De forma excepcional, lo ilustraré con una frase de un gran hombre que, desde que emprendí la elaboración de este libro, no ha dejado de obsesionarme, precisamente porque ese hombre, llamado Catón el Viejo, estaba obsesionado a su vez por el pensamiento de sus enemigo. Tras la segunda guerra púnica entre Roma y Cartago, esa gran senador y héroe de la historia romana repetía sin cesar la misma frase al final de sus discursos. Cualquiera que fuese el tema de debate, Catón siempre terminaba diciendo: antes de sentarse: Ceterum censeo Carthaginem esse delendam («Y, además, creo que Cartago debe ser destruida»).

La obsesión que tenía Catón por la destrucción de su enemigo —y el hecho de que dos mil años más tarde aún nos acordemos de él y de su frase ciertamente monstruosa— recuerda que la lógica de la guerra sigue siendo un magma siempre incandescente, siempre subyacente, bajo la costra de todos los debates. Por desgracia, al contrario que Catón, los idiotas no se dan cuenta de que no tenemos alternativa: o aceptamos acomodados los unos a los otros o sobreentendemos que al final valdría más que nos destruyéramos. Y, con una ingenuidad que siempre nos sorprende, los idiotas se inclinan siempre por la guerra. Olvidan que detrás de las palabras hay verdaderos conflictos y que en el año 146 a. J.C Cartago fue efectivamente destruida, aunque para entonces Catón ya había muerto.

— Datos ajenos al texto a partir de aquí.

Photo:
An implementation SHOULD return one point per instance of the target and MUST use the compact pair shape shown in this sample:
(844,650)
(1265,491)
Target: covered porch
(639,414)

Entre la idiotez corriente de tu cuñada o del taxista, que sostienen no sé qué cosa sobre el islam o el judiocristianismo, sobre los progres, sobre los fachas o sobre los profes, y los bombardeos trágicos que se producen más o menos lejos de aquí, debemos aceptar al fin y al cabo una relación más o menos lejana y vaporosa, pero real. No se trata por supuesto de una relación de causa.-efecto, y menos aún de una responsabilidad moral: se trata simplemente de una lógica de guerra. Los idiotas quieren la guerra sin tener idea de lo que es, incluso sin ningunas ganas de hacerla. Pero el principio de la guerra, que adopta la forma de dejar al otro fuera de toda palabra (y, en el fondo, de toda existencia), les proporciona lo que la postura del que está en su derecho expresaba veladamente: el placer —que en general no pasa de ser vago, tácito y simbólico— de ejercer un poder de destrucción. 

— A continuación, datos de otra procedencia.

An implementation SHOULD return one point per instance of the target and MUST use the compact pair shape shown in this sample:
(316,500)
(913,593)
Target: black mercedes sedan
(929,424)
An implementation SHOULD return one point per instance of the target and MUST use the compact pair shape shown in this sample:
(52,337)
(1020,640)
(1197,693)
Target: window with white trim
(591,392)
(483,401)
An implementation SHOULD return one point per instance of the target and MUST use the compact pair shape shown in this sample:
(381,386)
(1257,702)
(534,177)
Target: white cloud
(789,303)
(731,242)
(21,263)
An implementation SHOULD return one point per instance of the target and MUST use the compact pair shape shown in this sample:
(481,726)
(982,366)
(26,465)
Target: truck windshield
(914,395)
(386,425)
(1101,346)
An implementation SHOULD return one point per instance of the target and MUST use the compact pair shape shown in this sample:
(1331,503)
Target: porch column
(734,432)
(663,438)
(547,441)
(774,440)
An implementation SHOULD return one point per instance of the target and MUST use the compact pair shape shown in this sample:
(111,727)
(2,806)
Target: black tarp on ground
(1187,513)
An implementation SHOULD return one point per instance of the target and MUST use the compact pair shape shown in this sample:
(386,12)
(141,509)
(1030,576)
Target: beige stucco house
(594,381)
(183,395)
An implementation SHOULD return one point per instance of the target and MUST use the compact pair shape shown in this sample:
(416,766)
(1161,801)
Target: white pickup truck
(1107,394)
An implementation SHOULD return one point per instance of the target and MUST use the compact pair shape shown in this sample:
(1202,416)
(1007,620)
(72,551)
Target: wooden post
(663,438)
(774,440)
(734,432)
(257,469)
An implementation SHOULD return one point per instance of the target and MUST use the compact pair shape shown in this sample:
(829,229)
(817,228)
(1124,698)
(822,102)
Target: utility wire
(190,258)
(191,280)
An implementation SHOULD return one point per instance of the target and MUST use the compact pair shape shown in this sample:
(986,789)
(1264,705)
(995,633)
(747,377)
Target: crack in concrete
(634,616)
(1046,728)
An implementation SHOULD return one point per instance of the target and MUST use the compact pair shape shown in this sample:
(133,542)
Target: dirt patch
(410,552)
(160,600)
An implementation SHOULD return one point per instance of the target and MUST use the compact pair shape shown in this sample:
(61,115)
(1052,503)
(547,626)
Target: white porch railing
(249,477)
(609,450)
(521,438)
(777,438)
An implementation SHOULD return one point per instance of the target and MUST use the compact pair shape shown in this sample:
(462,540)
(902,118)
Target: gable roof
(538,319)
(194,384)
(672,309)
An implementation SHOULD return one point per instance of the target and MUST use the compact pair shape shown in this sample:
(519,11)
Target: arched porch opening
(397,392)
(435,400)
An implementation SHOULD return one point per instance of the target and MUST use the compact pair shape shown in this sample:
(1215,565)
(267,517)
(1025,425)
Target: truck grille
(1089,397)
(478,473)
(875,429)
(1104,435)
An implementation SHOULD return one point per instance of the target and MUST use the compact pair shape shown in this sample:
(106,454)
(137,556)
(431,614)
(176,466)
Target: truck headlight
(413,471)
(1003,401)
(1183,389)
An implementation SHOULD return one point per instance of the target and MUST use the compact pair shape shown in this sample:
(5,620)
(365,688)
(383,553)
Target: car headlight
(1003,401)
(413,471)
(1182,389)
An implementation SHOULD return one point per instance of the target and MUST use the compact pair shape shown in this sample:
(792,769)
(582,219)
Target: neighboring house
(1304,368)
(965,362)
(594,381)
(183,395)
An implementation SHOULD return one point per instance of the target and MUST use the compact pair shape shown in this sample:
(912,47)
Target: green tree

He aquí por qué, de forma paradójica, los idiotas disfrutan prefiriendo la guerra. Disfrutan del placer de destruir, al menos mentalmente, y ese placer pone a todo el mundo en peligro, incluso en la práctica. Te preguntarás tal vez de dónde viene ese goce tan particular que experimentan destruyendo. Pues bien, para empezar, los idiotas no son más que gigantes tontos que se asombran de su propia fuerza y que la ejercen sin lograr salir de su incredulidad. Como si fueran lactantes, quieren poner a prueba el poder que tienen sobre cualquiera, cueste lo que cueste, sobre todo porque para ellos la fuerza sigue siendo problemática. Animados en sus dudas por otros idiotas que los dominan, dudan constantemente de sí mismos, de modo que unos se tranquilizan sobre todo dominando y otros, sometiéndose. Sin embargo, durante un mismo día, su idiotez proteiforme oscila de una metáfora a la otra, entre dominación, sumisión y destrucción.